Project summary B3CARE
Lung Cancer, Chronic Obstructive Pulmonary Disease (COPD) and Cardiovascular Disease (CVD), the so-called Big-3 (B3), are expected to cause most deaths by 2050. Early detection and prevention are crucial to lower the disease burden. Innovative low-dose computed tomography (CT) allows simultaneous, integrated assessment of early imaging biomarkers of lung cancer, COPD and CVD. Major advantages of integrated B3 screening are expected due to shared risk factors, B3 interdependence and health economic yield comparison to single disease screening. However, a major impediment before establishing a B3 screening program is the lack of validated and standardized B3 imaging biomarkers. The aim of this project is to advance the technology readiness level (TRL) of integrated B3 screening with at least 2 levels. To reach this objective, B3CARE will develop a large, high-quality imaging data biobank to provide biomarker reference values and validate B3 biomarkers using novel image analysis software and novel machine learning approaches. This will accelerate software development for CT-imaging data post-processing.
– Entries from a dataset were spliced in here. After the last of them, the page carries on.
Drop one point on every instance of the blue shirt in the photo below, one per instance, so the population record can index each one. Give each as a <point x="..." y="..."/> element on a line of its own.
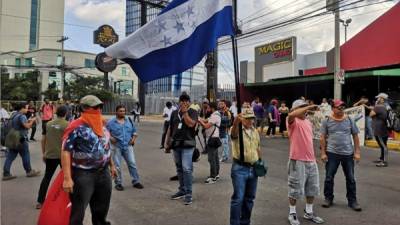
<point x="88" y="151"/>
<point x="18" y="121"/>
<point x="123" y="133"/>
<point x="339" y="135"/>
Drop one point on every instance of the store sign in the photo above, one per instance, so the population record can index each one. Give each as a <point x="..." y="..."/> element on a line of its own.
<point x="340" y="76"/>
<point x="278" y="51"/>
<point x="105" y="36"/>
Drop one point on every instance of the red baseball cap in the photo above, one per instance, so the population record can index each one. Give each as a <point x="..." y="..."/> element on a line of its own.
<point x="337" y="103"/>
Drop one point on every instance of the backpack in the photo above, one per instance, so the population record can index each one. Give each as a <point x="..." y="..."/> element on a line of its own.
<point x="393" y="121"/>
<point x="12" y="137"/>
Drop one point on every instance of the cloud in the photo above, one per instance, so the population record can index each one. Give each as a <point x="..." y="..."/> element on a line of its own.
<point x="98" y="11"/>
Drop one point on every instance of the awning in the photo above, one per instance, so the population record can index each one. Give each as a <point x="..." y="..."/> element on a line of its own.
<point x="324" y="77"/>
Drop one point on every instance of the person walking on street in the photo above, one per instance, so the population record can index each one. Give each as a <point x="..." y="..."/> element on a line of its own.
<point x="381" y="133"/>
<point x="182" y="132"/>
<point x="20" y="123"/>
<point x="47" y="111"/>
<point x="226" y="118"/>
<point x="244" y="179"/>
<point x="136" y="112"/>
<point x="211" y="126"/>
<point x="167" y="117"/>
<point x="51" y="150"/>
<point x="32" y="113"/>
<point x="123" y="138"/>
<point x="368" y="120"/>
<point x="86" y="162"/>
<point x="337" y="132"/>
<point x="303" y="179"/>
<point x="273" y="118"/>
<point x="283" y="113"/>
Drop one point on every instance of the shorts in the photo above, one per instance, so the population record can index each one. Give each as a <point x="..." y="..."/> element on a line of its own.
<point x="303" y="179"/>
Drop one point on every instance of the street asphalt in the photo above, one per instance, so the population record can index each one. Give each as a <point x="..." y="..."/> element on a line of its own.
<point x="378" y="190"/>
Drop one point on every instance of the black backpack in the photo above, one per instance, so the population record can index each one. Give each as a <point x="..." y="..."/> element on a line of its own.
<point x="392" y="120"/>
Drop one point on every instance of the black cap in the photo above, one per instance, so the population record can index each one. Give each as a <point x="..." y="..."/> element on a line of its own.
<point x="184" y="97"/>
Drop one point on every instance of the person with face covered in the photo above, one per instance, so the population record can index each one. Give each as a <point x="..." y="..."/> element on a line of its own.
<point x="244" y="179"/>
<point x="303" y="179"/>
<point x="337" y="132"/>
<point x="87" y="164"/>
<point x="182" y="141"/>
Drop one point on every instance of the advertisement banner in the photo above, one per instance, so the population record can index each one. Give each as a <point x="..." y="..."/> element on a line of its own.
<point x="356" y="113"/>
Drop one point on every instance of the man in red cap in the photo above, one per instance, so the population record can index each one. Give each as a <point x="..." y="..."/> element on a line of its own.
<point x="337" y="132"/>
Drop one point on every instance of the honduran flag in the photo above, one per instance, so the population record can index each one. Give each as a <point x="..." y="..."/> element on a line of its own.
<point x="177" y="39"/>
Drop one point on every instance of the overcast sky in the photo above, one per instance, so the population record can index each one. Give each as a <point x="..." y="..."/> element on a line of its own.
<point x="312" y="35"/>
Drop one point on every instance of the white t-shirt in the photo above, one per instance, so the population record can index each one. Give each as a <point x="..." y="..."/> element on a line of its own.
<point x="233" y="109"/>
<point x="214" y="119"/>
<point x="168" y="112"/>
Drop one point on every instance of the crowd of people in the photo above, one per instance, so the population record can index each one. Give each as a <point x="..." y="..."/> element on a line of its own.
<point x="90" y="149"/>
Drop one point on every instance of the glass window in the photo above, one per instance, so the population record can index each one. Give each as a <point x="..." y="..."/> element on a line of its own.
<point x="17" y="62"/>
<point x="123" y="71"/>
<point x="28" y="62"/>
<point x="89" y="63"/>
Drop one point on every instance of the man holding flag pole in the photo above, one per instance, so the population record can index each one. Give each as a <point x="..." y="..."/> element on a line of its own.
<point x="176" y="40"/>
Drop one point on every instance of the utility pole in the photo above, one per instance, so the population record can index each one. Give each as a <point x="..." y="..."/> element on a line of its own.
<point x="212" y="72"/>
<point x="143" y="21"/>
<point x="345" y="24"/>
<point x="62" y="40"/>
<point x="337" y="91"/>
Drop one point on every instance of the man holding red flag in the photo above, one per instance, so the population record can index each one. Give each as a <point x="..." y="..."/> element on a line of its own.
<point x="86" y="163"/>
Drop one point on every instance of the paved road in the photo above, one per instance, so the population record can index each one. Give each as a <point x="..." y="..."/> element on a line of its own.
<point x="378" y="191"/>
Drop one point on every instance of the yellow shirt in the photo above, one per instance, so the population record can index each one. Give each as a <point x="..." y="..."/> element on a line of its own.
<point x="251" y="142"/>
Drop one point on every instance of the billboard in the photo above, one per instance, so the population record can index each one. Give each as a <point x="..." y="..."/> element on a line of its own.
<point x="275" y="52"/>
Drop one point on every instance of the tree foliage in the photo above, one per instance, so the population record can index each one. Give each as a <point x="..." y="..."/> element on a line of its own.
<point x="21" y="88"/>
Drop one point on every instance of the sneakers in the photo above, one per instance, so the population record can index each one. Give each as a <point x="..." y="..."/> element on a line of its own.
<point x="138" y="186"/>
<point x="293" y="219"/>
<point x="38" y="206"/>
<point x="312" y="217"/>
<point x="178" y="195"/>
<point x="188" y="200"/>
<point x="174" y="178"/>
<point x="382" y="164"/>
<point x="210" y="180"/>
<point x="119" y="187"/>
<point x="355" y="206"/>
<point x="33" y="173"/>
<point x="327" y="203"/>
<point x="8" y="177"/>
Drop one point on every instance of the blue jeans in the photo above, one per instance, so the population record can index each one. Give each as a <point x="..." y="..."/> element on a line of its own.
<point x="334" y="160"/>
<point x="184" y="169"/>
<point x="244" y="181"/>
<point x="225" y="147"/>
<point x="129" y="157"/>
<point x="369" y="134"/>
<point x="12" y="154"/>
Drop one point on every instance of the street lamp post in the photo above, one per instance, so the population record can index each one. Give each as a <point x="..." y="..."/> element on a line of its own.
<point x="345" y="24"/>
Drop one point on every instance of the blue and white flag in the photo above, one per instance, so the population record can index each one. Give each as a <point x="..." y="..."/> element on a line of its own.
<point x="177" y="39"/>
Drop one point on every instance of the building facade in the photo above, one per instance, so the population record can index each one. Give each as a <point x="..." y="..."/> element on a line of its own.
<point x="30" y="24"/>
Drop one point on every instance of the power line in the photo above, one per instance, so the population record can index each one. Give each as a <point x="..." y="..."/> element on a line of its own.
<point x="319" y="22"/>
<point x="295" y="20"/>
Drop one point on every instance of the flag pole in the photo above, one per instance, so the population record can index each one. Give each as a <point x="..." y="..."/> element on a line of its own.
<point x="236" y="71"/>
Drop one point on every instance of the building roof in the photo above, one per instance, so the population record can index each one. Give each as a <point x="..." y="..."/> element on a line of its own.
<point x="377" y="45"/>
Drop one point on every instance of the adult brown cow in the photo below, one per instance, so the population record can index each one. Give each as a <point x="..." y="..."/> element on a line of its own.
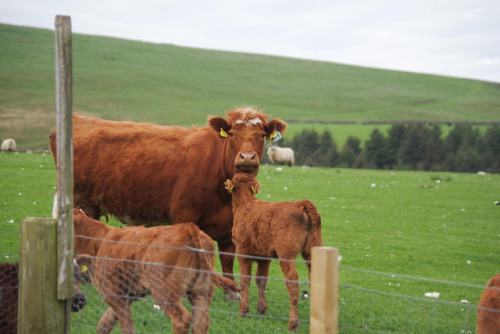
<point x="147" y="174"/>
<point x="488" y="312"/>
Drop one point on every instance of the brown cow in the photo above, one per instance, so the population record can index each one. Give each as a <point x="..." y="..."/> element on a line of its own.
<point x="264" y="229"/>
<point x="488" y="313"/>
<point x="9" y="290"/>
<point x="150" y="174"/>
<point x="168" y="262"/>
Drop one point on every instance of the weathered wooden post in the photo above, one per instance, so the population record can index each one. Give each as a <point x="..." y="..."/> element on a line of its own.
<point x="324" y="290"/>
<point x="64" y="163"/>
<point x="39" y="309"/>
<point x="46" y="260"/>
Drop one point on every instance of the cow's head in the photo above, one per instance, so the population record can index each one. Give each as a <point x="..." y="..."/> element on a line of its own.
<point x="246" y="130"/>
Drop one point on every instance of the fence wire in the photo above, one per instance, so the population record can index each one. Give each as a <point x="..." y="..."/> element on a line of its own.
<point x="369" y="302"/>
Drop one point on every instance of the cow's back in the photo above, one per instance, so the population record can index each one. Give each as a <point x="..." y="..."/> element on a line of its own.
<point x="141" y="172"/>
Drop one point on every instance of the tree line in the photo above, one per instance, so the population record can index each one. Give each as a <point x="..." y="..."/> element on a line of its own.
<point x="413" y="146"/>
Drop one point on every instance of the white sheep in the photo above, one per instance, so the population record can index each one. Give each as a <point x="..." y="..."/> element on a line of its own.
<point x="280" y="155"/>
<point x="9" y="145"/>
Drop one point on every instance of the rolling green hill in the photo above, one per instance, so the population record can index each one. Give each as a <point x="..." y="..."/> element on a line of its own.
<point x="166" y="84"/>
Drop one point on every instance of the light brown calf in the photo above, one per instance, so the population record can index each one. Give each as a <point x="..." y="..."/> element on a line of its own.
<point x="169" y="262"/>
<point x="283" y="229"/>
<point x="9" y="295"/>
<point x="488" y="314"/>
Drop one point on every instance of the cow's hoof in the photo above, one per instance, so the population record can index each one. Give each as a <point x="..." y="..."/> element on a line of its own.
<point x="293" y="325"/>
<point x="243" y="313"/>
<point x="232" y="296"/>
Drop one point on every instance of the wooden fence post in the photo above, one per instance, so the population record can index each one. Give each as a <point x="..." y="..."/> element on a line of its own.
<point x="64" y="163"/>
<point x="39" y="309"/>
<point x="324" y="290"/>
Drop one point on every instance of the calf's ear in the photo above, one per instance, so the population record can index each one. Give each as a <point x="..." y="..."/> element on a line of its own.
<point x="275" y="125"/>
<point x="219" y="124"/>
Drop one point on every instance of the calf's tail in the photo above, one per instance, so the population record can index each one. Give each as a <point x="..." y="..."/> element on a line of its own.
<point x="314" y="224"/>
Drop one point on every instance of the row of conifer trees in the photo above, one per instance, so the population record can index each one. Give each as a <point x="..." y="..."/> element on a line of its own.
<point x="415" y="146"/>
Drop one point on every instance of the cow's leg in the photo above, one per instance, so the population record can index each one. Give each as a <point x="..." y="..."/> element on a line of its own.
<point x="168" y="296"/>
<point x="226" y="251"/>
<point x="107" y="322"/>
<point x="292" y="285"/>
<point x="261" y="280"/>
<point x="245" y="278"/>
<point x="120" y="309"/>
<point x="307" y="257"/>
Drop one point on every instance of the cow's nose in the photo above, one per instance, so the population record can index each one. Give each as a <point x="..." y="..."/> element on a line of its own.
<point x="247" y="156"/>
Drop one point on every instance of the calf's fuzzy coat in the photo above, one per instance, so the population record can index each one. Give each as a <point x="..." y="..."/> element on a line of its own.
<point x="168" y="262"/>
<point x="283" y="229"/>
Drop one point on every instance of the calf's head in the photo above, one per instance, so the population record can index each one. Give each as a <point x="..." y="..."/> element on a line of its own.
<point x="246" y="130"/>
<point x="242" y="183"/>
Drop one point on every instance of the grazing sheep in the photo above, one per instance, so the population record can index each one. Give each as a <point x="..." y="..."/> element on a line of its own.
<point x="9" y="145"/>
<point x="281" y="155"/>
<point x="264" y="229"/>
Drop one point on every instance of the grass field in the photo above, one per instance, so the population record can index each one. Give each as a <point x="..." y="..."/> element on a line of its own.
<point x="393" y="228"/>
<point x="166" y="84"/>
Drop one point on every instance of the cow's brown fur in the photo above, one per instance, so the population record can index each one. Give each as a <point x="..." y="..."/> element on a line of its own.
<point x="168" y="262"/>
<point x="488" y="313"/>
<point x="283" y="229"/>
<point x="150" y="174"/>
<point x="9" y="290"/>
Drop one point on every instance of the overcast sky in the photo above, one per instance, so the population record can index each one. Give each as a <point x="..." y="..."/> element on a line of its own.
<point x="447" y="37"/>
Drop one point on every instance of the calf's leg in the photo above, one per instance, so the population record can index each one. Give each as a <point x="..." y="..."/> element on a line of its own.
<point x="200" y="302"/>
<point x="261" y="280"/>
<point x="292" y="285"/>
<point x="226" y="249"/>
<point x="107" y="322"/>
<point x="245" y="278"/>
<point x="168" y="297"/>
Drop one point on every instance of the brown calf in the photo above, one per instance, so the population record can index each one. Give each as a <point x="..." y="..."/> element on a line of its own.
<point x="9" y="290"/>
<point x="168" y="262"/>
<point x="488" y="313"/>
<point x="283" y="229"/>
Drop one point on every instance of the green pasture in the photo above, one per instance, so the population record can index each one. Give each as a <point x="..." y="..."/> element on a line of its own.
<point x="168" y="84"/>
<point x="401" y="234"/>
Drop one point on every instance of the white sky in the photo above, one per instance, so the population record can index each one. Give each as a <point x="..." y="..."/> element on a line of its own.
<point x="457" y="38"/>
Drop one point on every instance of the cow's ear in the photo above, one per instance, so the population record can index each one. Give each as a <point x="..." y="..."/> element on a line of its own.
<point x="275" y="125"/>
<point x="229" y="186"/>
<point x="84" y="262"/>
<point x="256" y="188"/>
<point x="220" y="125"/>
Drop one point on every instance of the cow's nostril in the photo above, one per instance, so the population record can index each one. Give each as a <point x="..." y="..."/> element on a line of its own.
<point x="79" y="302"/>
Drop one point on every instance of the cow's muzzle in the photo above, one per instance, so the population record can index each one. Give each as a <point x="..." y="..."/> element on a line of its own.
<point x="247" y="162"/>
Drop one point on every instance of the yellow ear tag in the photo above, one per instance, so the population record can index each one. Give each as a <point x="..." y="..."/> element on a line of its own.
<point x="275" y="135"/>
<point x="223" y="133"/>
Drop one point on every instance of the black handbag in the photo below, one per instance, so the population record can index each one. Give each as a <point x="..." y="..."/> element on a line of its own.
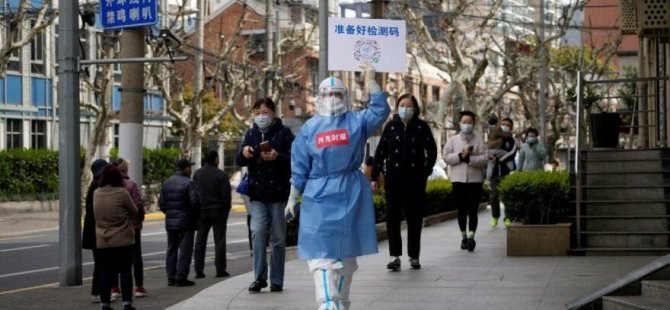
<point x="245" y="183"/>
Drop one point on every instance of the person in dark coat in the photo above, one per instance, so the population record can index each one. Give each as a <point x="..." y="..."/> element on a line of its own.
<point x="406" y="154"/>
<point x="180" y="202"/>
<point x="502" y="167"/>
<point x="215" y="202"/>
<point x="266" y="151"/>
<point x="88" y="236"/>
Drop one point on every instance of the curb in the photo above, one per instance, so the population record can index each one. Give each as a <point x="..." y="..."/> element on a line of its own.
<point x="237" y="208"/>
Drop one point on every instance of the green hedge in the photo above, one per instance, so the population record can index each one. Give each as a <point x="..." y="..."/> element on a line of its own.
<point x="28" y="174"/>
<point x="536" y="197"/>
<point x="33" y="174"/>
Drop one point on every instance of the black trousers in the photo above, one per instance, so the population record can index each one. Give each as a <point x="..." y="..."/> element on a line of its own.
<point x="115" y="261"/>
<point x="138" y="263"/>
<point x="406" y="197"/>
<point x="179" y="254"/>
<point x="467" y="197"/>
<point x="494" y="198"/>
<point x="218" y="220"/>
<point x="95" y="281"/>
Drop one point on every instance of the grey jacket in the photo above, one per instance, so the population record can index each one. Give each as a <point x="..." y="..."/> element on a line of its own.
<point x="461" y="171"/>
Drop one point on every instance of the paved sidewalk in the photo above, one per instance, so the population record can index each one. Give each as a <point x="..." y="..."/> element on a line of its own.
<point x="450" y="278"/>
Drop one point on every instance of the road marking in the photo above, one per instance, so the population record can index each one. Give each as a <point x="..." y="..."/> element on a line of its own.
<point x="91" y="263"/>
<point x="24" y="248"/>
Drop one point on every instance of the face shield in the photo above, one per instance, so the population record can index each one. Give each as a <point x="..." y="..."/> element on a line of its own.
<point x="332" y="99"/>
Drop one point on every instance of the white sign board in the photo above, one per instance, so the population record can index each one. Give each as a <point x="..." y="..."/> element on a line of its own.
<point x="379" y="41"/>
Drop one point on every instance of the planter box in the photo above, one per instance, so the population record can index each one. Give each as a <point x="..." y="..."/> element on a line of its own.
<point x="538" y="240"/>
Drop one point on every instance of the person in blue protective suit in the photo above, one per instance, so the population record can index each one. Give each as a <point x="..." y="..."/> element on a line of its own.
<point x="337" y="221"/>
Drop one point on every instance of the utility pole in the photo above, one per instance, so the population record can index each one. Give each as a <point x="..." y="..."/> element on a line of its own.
<point x="69" y="171"/>
<point x="269" y="47"/>
<point x="131" y="117"/>
<point x="323" y="40"/>
<point x="196" y="138"/>
<point x="543" y="75"/>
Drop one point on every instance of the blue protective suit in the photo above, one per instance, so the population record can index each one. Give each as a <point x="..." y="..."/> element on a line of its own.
<point x="337" y="217"/>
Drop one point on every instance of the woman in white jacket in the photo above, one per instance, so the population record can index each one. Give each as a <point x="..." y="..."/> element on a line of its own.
<point x="467" y="155"/>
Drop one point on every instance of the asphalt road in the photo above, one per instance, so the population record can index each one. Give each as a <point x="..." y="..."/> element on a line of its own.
<point x="29" y="268"/>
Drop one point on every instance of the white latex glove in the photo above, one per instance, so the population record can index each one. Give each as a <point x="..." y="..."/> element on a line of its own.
<point x="369" y="72"/>
<point x="289" y="211"/>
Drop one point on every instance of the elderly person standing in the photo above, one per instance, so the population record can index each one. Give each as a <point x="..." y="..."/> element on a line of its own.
<point x="406" y="153"/>
<point x="88" y="236"/>
<point x="180" y="202"/>
<point x="266" y="151"/>
<point x="467" y="155"/>
<point x="138" y="264"/>
<point x="215" y="203"/>
<point x="114" y="213"/>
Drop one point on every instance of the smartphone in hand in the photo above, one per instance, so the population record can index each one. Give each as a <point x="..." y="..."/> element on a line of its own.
<point x="265" y="146"/>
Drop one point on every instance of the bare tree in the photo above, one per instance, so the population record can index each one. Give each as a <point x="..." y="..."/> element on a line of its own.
<point x="466" y="48"/>
<point x="21" y="26"/>
<point x="239" y="72"/>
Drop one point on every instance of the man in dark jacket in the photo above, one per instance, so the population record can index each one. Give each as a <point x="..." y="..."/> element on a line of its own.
<point x="406" y="155"/>
<point x="266" y="151"/>
<point x="214" y="190"/>
<point x="503" y="166"/>
<point x="180" y="202"/>
<point x="88" y="239"/>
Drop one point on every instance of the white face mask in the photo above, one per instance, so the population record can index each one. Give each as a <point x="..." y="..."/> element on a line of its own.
<point x="263" y="121"/>
<point x="405" y="113"/>
<point x="467" y="128"/>
<point x="332" y="106"/>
Also, the expected substantial health economics potential of combined B3 imaging biomarkers for personalized health strategies is evaluated. B3CARE will thus provide an invaluable resource for the accelerated development and implementation of B3 imaging biomarkers and computer aided decision support. For more information about the entire B3CARE project, visit: https://www.b3care.nl/.
UT RAM Contribution
The B3CARE project is divided into 7 work packages (WPs), of which each WP has a different focus. The RAM contribution of this project is associated with WP5: Training & Education. The goal of this WP is to develop an educational program for (technical) physicians to train them to exploit computer assistance based on machine learning/post-processing software. It is one of the instruments for the realization of a widespread implementation of B3 screening. To accomplish this goal, several tasks are considered. A simulator of patient cases will be developed, that is able to mimic data of different patient cases with adjustable degree of complexity. This simulator can be used in a training and assessment program for radiological residents and technical physicians. In turn this simulator will be used to create a Computer Assisted Learning (CAL) system, also containing a library of trained machine learning algorithms. To give radiologists more insight in machine learning and its applicability to medical image data, a post-academic course ‘Machine Learning for Medical Applications’ is created.